На другой день мать пришла в школу. А учительница уже нас ждет. И около нее стоит Славкин отец. И злость от него летит на три километра.
Учительница и слова сказать не успела, как он понес и меня и мать. Мать с ходу заплакала. Мне было ее страшно жаль. И в то же время ругал ее в душе за то, что она не может отпеть этому жирному крокодилу. А крокодил брызгался слюной и злостью. Так он меня перепугал, что я потом целый месяц боялся, как бы за мной не приехала милицейская машина. В общем, смысл его обвинительной речи сводился к одному: он, мол, воевал, кровь проливал, а его сына какой-то чуть не убил.
– Я всю войну – на передовых! – шумел крокодил.
– А почему же вы тогда живой? – спрашиваю.
Он так и захлебнулся и забегал своими крокодильими глазками.
На том дело и кончилось. Учительница и не рада была, что пригласила его на назидательную беседу. Это над такими, как моя мать, поиздеваться можно, а крокодилы – они тебя сами съедят, не опомнишься!
Подлость
В холодное ноябрьское воскресенье Назаров снова пришел к нам. Дома был я один. А мать и бабка поехали на толкучку, чтобы купить мне валенки.
Назаров посидел немного со мной, а потом пришел Николай Палыч и зазвал его к себе. Я сидел и скучал. Мать велела от дому не отходить и дом сторожить. А чего его сторожить, когда и украсть нечего! Но сказано – сиди, я и сидел. Одному всегда скучно. Из ребят никто не приходил. Даже Сенька про меня забыл…
Дверь в комнату Николая Палыча была приоткрыта, и я невольно слышал, о чем они говорят.
Николай Палыч. Слышь, все поговорить с тобой хотел…
Назаров. Давай говори.
Николай Палыч. Да вот, понимаешь, такое дело… Ты ведь не в курсе… И все такое…
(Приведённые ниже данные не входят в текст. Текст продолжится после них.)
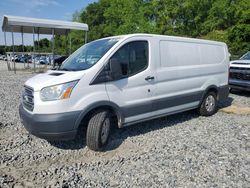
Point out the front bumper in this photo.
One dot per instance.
(239, 84)
(50, 126)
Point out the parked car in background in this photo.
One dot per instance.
(3, 57)
(43, 60)
(239, 73)
(59, 60)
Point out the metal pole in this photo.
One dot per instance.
(67, 42)
(34, 48)
(70, 44)
(86, 37)
(5, 47)
(53, 46)
(23, 45)
(13, 48)
(38, 40)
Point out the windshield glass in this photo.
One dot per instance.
(88, 55)
(246, 56)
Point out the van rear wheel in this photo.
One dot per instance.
(98, 130)
(209, 105)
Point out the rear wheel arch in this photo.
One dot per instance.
(212, 88)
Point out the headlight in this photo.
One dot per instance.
(57, 92)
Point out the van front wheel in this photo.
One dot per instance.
(209, 105)
(98, 130)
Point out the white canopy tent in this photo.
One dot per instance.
(40, 26)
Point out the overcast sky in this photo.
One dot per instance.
(48, 9)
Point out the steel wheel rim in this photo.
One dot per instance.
(210, 103)
(105, 131)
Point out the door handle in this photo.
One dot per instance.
(150, 78)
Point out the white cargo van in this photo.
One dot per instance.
(124, 80)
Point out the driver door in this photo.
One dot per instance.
(133, 92)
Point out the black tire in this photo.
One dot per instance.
(98, 130)
(209, 105)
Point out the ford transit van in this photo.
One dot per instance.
(123, 80)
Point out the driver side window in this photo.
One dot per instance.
(132, 57)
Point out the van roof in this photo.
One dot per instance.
(167, 37)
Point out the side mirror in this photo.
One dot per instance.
(115, 69)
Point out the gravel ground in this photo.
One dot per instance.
(182, 150)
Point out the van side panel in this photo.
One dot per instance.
(185, 70)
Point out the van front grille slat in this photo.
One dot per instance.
(28, 98)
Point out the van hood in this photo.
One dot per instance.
(51, 78)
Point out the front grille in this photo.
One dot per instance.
(28, 98)
(240, 74)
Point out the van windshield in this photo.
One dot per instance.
(88, 55)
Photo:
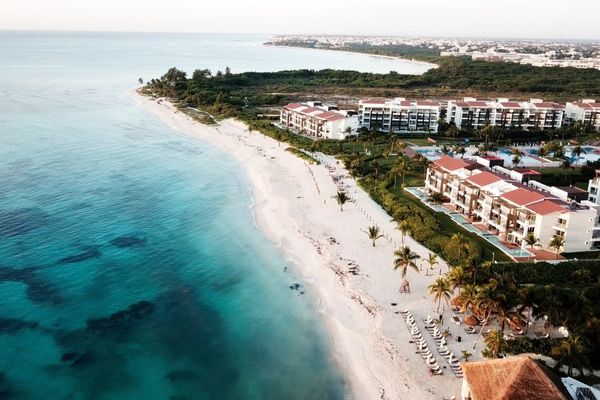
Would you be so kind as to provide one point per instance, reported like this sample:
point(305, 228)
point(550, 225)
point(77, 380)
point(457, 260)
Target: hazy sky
point(479, 18)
Назаров. Выкладывай. Начал, так говори.
Николай Палыч. Ведь вот ты сюда ходишь, а не понимаешь, что из-за тебя семья распасться может…
Назаров. То есть?
Николай Палыч. Ну, мы с Надей вроде как муж и жена… Одним словом, живем с ней. А ты ходишь, людей смущаешь. А Надя – молодая, неопытная. Всем и всему верит. А ты ей голову кружишь… Ты пойми простую истину: ты ей не пара. Ты же калека… А у нее – ребенок.
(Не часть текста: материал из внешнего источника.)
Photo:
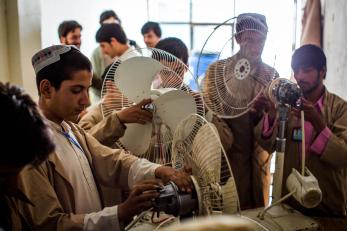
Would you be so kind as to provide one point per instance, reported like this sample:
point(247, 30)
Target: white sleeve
point(106, 219)
point(141, 169)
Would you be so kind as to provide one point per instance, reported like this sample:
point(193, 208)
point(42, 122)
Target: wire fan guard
point(230, 85)
point(196, 144)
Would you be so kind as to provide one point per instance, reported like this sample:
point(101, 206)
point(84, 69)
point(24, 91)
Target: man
point(107, 130)
point(22, 123)
point(69, 33)
point(325, 138)
point(174, 46)
point(246, 158)
point(99, 60)
point(65, 189)
point(151, 33)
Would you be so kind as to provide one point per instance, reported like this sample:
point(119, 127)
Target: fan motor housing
point(172, 201)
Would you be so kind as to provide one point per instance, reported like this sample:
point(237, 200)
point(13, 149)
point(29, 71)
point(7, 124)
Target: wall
point(4, 68)
point(20, 23)
point(335, 45)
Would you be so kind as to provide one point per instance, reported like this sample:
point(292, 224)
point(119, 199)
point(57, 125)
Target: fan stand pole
point(280, 149)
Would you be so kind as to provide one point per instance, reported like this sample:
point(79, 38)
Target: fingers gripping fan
point(232, 83)
point(196, 145)
point(134, 78)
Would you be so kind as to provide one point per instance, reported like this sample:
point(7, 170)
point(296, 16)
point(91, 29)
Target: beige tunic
point(330, 168)
point(248, 161)
point(50, 188)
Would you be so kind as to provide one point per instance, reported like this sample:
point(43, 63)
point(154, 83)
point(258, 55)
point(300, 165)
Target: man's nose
point(85, 101)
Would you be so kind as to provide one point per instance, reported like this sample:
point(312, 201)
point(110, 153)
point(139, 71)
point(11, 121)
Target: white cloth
point(87, 199)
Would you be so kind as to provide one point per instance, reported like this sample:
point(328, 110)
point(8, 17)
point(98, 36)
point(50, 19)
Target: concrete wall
point(335, 45)
point(20, 38)
point(4, 66)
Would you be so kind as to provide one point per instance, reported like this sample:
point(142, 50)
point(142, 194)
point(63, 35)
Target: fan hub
point(242, 69)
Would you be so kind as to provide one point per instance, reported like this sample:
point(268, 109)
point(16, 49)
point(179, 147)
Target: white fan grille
point(230, 85)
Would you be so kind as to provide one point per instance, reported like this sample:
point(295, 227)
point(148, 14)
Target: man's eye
point(76, 90)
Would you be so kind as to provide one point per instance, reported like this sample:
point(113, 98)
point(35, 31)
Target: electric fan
point(231, 84)
point(302, 186)
point(158, 75)
point(196, 145)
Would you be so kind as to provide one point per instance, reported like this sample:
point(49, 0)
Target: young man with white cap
point(66, 188)
point(325, 138)
point(246, 158)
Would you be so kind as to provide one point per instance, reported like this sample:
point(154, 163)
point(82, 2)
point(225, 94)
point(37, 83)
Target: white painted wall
point(20, 38)
point(335, 46)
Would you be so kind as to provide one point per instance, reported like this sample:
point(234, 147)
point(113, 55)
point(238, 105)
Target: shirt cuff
point(141, 169)
point(319, 144)
point(268, 127)
point(106, 219)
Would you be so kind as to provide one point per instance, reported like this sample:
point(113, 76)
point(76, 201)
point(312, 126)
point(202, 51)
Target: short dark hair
point(174, 46)
point(112, 30)
point(251, 21)
point(61, 70)
point(148, 26)
point(68, 26)
point(24, 131)
point(108, 14)
point(308, 56)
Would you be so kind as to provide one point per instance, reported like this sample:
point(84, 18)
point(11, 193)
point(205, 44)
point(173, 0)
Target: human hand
point(180, 178)
point(135, 113)
point(311, 115)
point(263, 104)
point(139, 199)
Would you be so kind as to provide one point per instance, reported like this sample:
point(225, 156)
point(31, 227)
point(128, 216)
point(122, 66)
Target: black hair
point(61, 70)
point(251, 21)
point(309, 56)
point(108, 14)
point(67, 26)
point(148, 26)
point(112, 30)
point(25, 134)
point(174, 46)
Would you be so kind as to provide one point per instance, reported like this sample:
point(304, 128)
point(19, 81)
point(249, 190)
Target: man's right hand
point(139, 199)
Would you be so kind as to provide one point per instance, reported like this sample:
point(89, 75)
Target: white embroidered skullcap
point(49, 55)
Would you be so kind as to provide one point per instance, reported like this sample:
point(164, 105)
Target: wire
point(137, 219)
point(303, 154)
point(164, 222)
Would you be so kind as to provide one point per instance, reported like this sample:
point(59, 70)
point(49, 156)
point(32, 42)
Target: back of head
point(107, 15)
point(56, 64)
point(174, 46)
point(148, 26)
point(111, 30)
point(308, 56)
point(67, 26)
point(251, 22)
point(24, 133)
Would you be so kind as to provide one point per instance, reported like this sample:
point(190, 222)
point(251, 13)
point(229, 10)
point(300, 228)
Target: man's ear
point(323, 72)
point(45, 88)
point(62, 40)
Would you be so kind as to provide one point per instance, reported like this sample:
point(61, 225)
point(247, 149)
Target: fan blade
point(134, 77)
point(206, 151)
point(137, 138)
point(174, 106)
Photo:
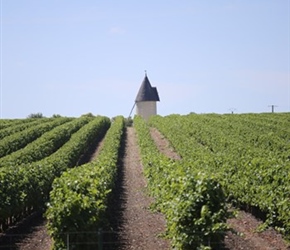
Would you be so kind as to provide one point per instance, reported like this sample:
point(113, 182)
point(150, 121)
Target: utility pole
point(272, 107)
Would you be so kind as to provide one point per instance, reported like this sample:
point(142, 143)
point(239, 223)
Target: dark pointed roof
point(147, 92)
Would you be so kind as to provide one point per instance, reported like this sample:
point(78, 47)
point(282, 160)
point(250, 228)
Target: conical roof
point(147, 92)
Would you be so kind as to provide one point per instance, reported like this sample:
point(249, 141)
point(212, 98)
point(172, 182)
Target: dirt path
point(140, 226)
point(137, 226)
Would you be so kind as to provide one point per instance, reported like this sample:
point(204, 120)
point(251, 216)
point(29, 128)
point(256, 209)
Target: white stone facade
point(146, 109)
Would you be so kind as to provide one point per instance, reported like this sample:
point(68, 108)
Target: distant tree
point(36, 115)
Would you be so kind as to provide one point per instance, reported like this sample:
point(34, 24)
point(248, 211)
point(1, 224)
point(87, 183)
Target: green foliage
point(35, 115)
point(45, 145)
point(193, 202)
point(248, 154)
point(28, 132)
point(79, 198)
point(27, 186)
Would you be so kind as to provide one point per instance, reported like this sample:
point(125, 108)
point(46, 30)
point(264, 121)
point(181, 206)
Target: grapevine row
point(26, 187)
point(193, 202)
point(45, 145)
point(18, 140)
point(252, 163)
point(79, 198)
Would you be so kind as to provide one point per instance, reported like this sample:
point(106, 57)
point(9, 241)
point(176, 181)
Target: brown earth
point(139, 228)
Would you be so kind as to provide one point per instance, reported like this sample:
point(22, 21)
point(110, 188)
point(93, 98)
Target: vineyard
point(226, 162)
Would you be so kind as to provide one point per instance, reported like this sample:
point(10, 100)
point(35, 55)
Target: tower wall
point(146, 109)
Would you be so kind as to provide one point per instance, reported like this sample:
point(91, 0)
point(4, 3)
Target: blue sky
point(74, 57)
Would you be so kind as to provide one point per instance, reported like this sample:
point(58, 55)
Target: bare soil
point(137, 227)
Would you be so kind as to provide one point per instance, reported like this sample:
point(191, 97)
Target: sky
point(76, 57)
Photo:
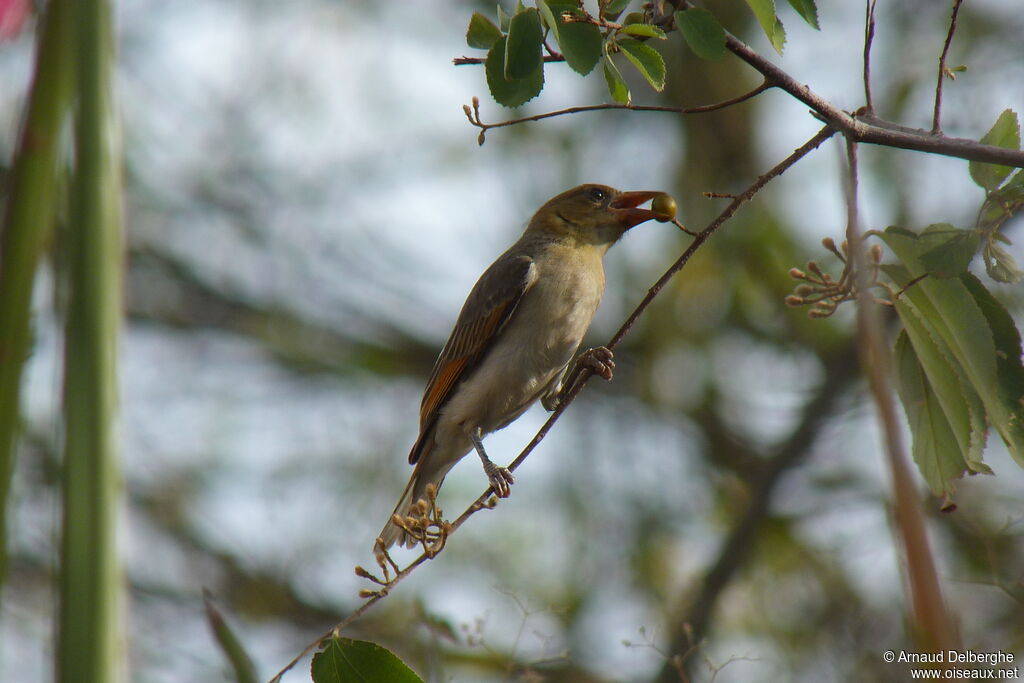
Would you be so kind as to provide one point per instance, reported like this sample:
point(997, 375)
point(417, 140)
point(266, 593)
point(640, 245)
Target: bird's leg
point(500, 477)
point(598, 360)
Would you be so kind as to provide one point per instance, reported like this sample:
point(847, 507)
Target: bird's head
point(592, 214)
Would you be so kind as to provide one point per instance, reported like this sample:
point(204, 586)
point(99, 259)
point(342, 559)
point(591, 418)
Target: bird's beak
point(625, 208)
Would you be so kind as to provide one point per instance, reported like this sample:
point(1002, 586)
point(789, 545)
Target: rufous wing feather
point(486, 311)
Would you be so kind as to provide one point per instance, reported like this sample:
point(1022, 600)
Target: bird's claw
point(599, 360)
point(501, 479)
Я заглянул в комнату и снова увидел того огромного бешеного человека, которого впервые встретил в госпитале. Назаров схватил Николая Палыча за борта пиджака и прохрипел:
– Молчи, слышишь, ты!
Он оттолкнул Николая Палыча и застучал костылями к выходу. Лицо его почернело от ярости. Стало совсем черным, словно внутренний огонь спалил его.
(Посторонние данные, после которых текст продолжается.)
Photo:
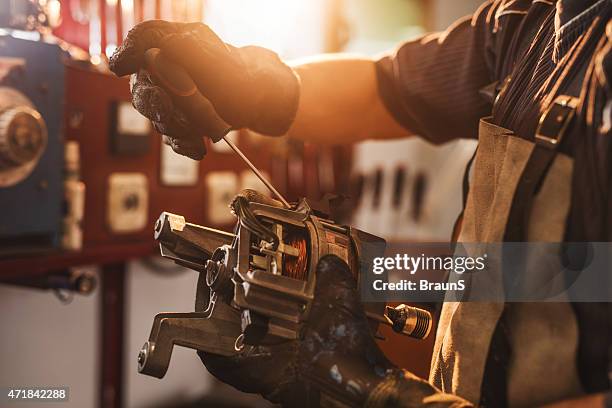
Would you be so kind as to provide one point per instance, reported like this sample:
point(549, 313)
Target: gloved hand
point(248, 87)
point(335, 359)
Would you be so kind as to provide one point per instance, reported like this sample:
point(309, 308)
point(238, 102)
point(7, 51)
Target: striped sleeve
point(431, 85)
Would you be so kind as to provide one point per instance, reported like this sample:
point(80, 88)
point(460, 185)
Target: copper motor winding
point(297, 267)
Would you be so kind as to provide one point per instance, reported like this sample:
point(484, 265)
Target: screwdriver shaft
point(257, 172)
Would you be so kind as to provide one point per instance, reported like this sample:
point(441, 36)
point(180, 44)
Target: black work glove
point(248, 87)
point(336, 357)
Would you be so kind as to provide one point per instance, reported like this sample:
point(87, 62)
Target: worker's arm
point(429, 86)
point(340, 102)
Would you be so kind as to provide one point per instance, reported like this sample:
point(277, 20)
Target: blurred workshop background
point(80, 194)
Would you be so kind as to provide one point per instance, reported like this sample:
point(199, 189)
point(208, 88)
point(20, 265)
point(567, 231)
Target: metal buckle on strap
point(555, 120)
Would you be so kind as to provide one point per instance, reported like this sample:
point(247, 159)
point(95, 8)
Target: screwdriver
point(173, 78)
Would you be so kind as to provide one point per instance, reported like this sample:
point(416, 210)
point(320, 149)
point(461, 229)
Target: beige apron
point(543, 336)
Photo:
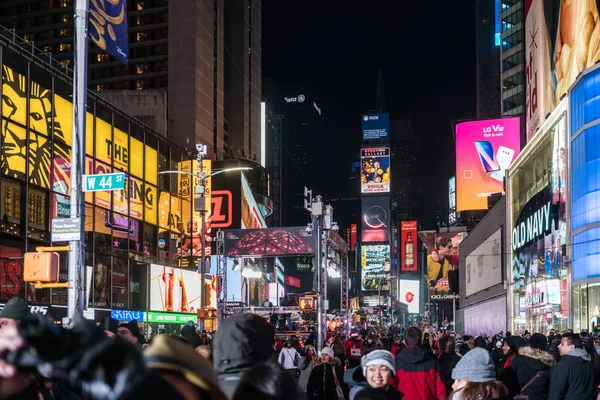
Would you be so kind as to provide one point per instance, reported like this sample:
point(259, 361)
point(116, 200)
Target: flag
point(108, 27)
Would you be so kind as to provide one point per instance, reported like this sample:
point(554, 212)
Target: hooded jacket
point(528, 362)
point(241, 341)
point(573, 377)
point(417, 376)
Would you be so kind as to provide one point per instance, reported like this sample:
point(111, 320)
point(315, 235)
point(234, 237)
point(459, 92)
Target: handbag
point(338, 389)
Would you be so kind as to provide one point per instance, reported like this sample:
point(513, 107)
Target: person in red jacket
point(353, 350)
point(417, 373)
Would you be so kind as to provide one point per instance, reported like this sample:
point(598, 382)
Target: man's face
point(379, 376)
point(564, 347)
point(126, 334)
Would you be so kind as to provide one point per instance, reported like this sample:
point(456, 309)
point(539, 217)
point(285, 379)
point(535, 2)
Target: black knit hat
point(16, 308)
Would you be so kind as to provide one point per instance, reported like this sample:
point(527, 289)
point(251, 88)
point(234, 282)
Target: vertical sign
point(408, 246)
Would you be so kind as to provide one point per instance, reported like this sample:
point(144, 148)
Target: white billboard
point(487, 318)
point(174, 289)
point(409, 293)
point(484, 265)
Я отскочил от двери и уселся за стол. Он вошел уже спокойный и очень бледный. И я не узнал его. Великан был сражен. Великан умер. Передо мной стоял поникший, усталый и очень маленький сломленный человек.
– Пойду я, – бесцветно сказал он, и мне стало не по себе, такой тоской и одиночеством повеяло.
– Нет, – сказал я и ничего больше не смог добавить. Мне даже хотелось, чтобы он ушел, – так мне было тяжело.
– Пойду я, – повторил он, и мне стало ясно, что он больше никогда не зайдет к нам. – Всего, – сказал он. – Как-нибудь увидимся.
Но я уже знал, что он никогда больше не придет к нам. И тогда я обхватил его руками, как если бы это был отец, и сказал ему:
– Папа, не уходи, папа!
И он вздрогнул, и дернулся, и прижал меня к себе, и какое-то слово пойманной птицей билось в его онемевшем горле. И когда птица вырвалась, я услышал:
– Сынок!
Так мы и стояли, не отпуская друг друга.
А Назаров все шептал и шептал это слово. И никак не мог остановиться.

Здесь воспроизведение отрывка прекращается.